Emergency dispatchers dealing with stress
Rachael Opiola doesn’t forget calls like these. In her first years as a Marshall County dispatcher, she answered the worst of the worst.
"If you need me, you’re going to need the coroner," Opiola says.
She says she has to laugh so she doesn’t cry. After so many chilling calls, Opiola questioned if she could continue.
"All the negativity, all the time the things you hear, the screams you hear, the calls you take," Opiola.
She says it takes a special person to deal with daily tragedy, preserve positivity, and above all stay calm in the chaos. "I’m a worrier, what could I have done, what should I have done," she says. "I’m a really bad worrier."
Coworker Katrina Ellington says she was naïve when she started dispatching 18 years ago for KSP.

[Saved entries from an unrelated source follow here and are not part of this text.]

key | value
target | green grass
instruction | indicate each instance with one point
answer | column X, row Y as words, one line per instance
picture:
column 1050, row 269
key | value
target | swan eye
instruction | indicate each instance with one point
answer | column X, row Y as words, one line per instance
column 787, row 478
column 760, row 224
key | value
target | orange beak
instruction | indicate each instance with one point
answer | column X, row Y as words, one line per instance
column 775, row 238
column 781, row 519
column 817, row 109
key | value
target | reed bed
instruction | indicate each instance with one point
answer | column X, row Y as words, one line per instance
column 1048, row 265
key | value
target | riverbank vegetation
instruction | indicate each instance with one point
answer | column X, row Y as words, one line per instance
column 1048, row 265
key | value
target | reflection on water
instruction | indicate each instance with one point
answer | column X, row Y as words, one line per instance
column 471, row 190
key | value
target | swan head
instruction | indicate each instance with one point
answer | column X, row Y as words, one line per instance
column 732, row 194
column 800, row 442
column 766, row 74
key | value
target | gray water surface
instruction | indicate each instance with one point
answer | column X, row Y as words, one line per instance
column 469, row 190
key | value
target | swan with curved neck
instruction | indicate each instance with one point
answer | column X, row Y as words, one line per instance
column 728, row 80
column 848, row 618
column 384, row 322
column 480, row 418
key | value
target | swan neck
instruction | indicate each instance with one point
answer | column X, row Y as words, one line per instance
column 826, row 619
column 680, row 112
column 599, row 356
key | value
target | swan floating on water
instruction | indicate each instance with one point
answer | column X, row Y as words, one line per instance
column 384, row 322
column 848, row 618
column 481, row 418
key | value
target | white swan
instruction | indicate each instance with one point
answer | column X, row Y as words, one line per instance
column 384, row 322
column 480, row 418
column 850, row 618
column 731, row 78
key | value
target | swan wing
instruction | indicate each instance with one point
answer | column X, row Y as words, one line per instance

She was with KSP’s Post 1 when two troopers died while on duty:Trooper Eric Chrisman in a crash and Trooper Cameron Ponder, who was shot by a man he was trying to help.
Ellington knows it’s not logical, but says you feel some responsibility when things go wrong.
Marshall County dispatchers field more than 10,000 calls a month, and dispatchers can easily develop depression after hearing so many traumas on the other end of the line.
Lourdes psychologist Dr. Emily Brame says dispatchers can experience a form of post traumatic stress disorder called vicarious traumatization.
"They may not directly experience the traumatic event, but they’re hearing about the details of the event all day long from the people they’re trying to care for" Brame says.
While it’s best to leave behind any triggers of the trauma, Brame says it’s impossible unless dispatchers don’t pick up the phone, which isn’t an option.
And they can’t legally talk about it to friends and family.
Brame says therapy is the best way to decompress.
"They feel numb or detached from other people or jaded or cynical," Brame said.
Ellington learned that lesson early. "Domestics and those murders, they’re still happening. It doesn’t matter if its 4 in the afternoon or 3 in the morning," she said.
These women say that, as the callers’ caretakers, it never gets any easier.
But they can’t imagine doing anything else because what helps keep them from the darkness is guiding others through it.
Marshall county even installed this new technology after Ponder’s death.
E911 Director Misti Drew told me it was challenging sending out so many units to help and not knowing their exact locations.
They’re testing how well it tracks the units and deputies’ locations in the field.
Marshall County raised the funds for the technology after Chrisman’s death.
It tracks all but fire and rescue
They’re in the stages of testing it in their center: whether it’s effective and beneficial.
We also reached out to KSP. They say as part of their protocol, their entire staff went through an employee assistance program or therapy after Chrisman’s and Ponder’s deaths.